Overhaul: An Insider's Account of the Obama Administration's Emergency Rescue of the Auto IndustryOverhaul: An Insider’s Account of the Obama Administration’s Emergency Rescue of the Auto Industry by Steven Rattner
My rating: 4 of 5 stars

A very good accounting of the events surrounding the U.S. Government bailout of the American auto industry. Rattner did not pull very many punches in his analysis of the problems facing the auto industry or of the individuals involved in the massive restructuring that saved G.M. and Chrysler. Rattner gave out some pretty harsh criticism of auto industry executives as well as some notable politicians, and the criticism, from my perspective, was fair and deserved. The condition of General Motors, and the absolute blindness of top executives to the management rot that brought an American manufacturing giant to the cusp of ruin, is highlighted through this book.
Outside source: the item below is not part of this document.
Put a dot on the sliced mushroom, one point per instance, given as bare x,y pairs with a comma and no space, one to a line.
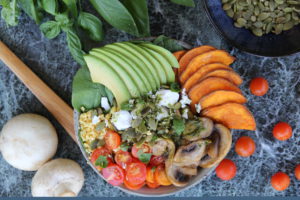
190,153
198,130
221,145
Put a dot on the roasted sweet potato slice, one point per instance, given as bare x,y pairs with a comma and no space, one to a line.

Lots of money being paid to top managers at G.M. for negative results. Rattner goes through some of the details, including the fate of bondholders and the terms ultimately accepted by the U.A.W. , two of the areas where the results of the restructuring have come in for the most criticism. His defense of those terms is spirited, and takes into account Rattner’s fundamental understanding of what could be achieved politically with the UAW. Rattner couples his criticism of the auto industry with a fairly harsh attack on Congress, and that criticism is bi-partisan. He shows the hypocrisy on both sides of the aisle, but points at Congress as an institution:
“The auto rescue succeeded in no small part because we did not have to deal with Congress. Before taking up my post, I didn’t realize how important this would be. I went to Washington thinking I understood the strengths and weaknesses of our legislative branch. Either I’d been hopelessly naive when I’d covered Congress as a reporter or it had changed for the worse. I was stunned to realize that if the task force had not been able to operate under the aegis of TARP, we would have been subject to endless congressional posturing, deliberating, bickering, and micromanagement, in the midst of which one or more of the troubled companies under our care would have gone bankrupt. Congress yields authority only under the direst of circumstances, as the example of TARP shows.”
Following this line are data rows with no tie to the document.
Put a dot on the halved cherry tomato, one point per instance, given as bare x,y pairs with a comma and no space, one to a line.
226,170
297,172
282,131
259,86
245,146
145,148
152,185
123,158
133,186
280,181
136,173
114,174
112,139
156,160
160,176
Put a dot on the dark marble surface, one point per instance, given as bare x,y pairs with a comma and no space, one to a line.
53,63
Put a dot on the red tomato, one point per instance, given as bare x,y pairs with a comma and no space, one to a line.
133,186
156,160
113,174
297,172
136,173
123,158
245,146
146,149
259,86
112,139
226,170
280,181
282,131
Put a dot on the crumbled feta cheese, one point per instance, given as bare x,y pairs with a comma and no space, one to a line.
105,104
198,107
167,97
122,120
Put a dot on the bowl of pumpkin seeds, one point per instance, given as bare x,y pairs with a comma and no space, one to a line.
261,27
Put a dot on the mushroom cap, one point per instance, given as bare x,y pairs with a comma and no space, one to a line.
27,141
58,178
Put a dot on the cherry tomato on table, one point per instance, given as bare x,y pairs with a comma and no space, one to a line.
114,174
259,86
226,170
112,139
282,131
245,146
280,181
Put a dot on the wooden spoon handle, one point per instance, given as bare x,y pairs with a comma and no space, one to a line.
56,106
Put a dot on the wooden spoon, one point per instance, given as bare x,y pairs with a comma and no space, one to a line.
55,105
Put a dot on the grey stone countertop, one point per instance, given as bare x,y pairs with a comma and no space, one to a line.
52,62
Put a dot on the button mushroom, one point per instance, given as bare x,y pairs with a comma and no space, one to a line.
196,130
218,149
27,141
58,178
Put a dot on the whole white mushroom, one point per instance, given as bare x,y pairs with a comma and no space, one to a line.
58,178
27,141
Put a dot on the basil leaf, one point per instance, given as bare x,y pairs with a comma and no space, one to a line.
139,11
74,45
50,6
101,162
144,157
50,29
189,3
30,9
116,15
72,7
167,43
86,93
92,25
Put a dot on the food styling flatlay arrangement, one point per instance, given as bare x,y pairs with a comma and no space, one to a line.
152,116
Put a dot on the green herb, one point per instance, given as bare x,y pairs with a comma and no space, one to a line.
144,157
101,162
Spoken like a true executive! But despite Rattner’s pro-executive bias his estimations of Congressional preening and ego driven meddling ring true. Legislative bodies tend to be alike in many ways. Congress is at the top of the food chain in terms of the very worst tendencies of legislative bodies to ignore substance in favor of uninformed politics.
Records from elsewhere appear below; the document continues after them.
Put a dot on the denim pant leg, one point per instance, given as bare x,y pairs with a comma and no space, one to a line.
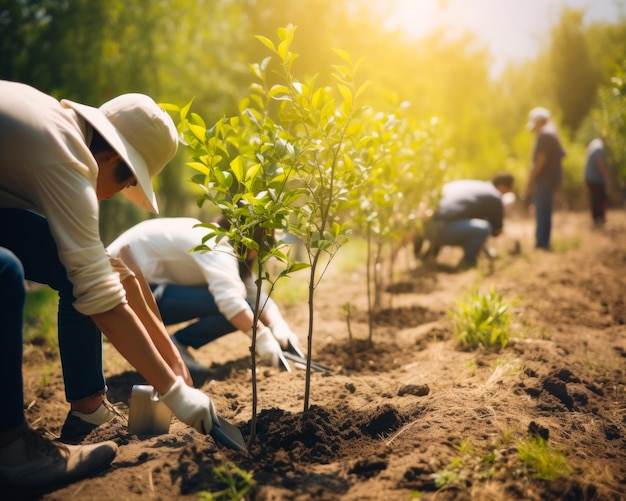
80,342
180,303
471,234
13,294
543,195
Rattner, for a guy with $200 million in the bank, makes it a point to highlight all the times he picked up a dinner or lunch tab. But his personal parsimony does not take away from what is a pretty good book. This issue, if handled differently by Mitt Romney, who comes from a family that ran American Motors, might have tipped the 2012 election in a different direction. At the end of the day the decision to save the U.S. Auto industry was indeed the correct course of action. Rattner helps us to understand the details that went into that decision.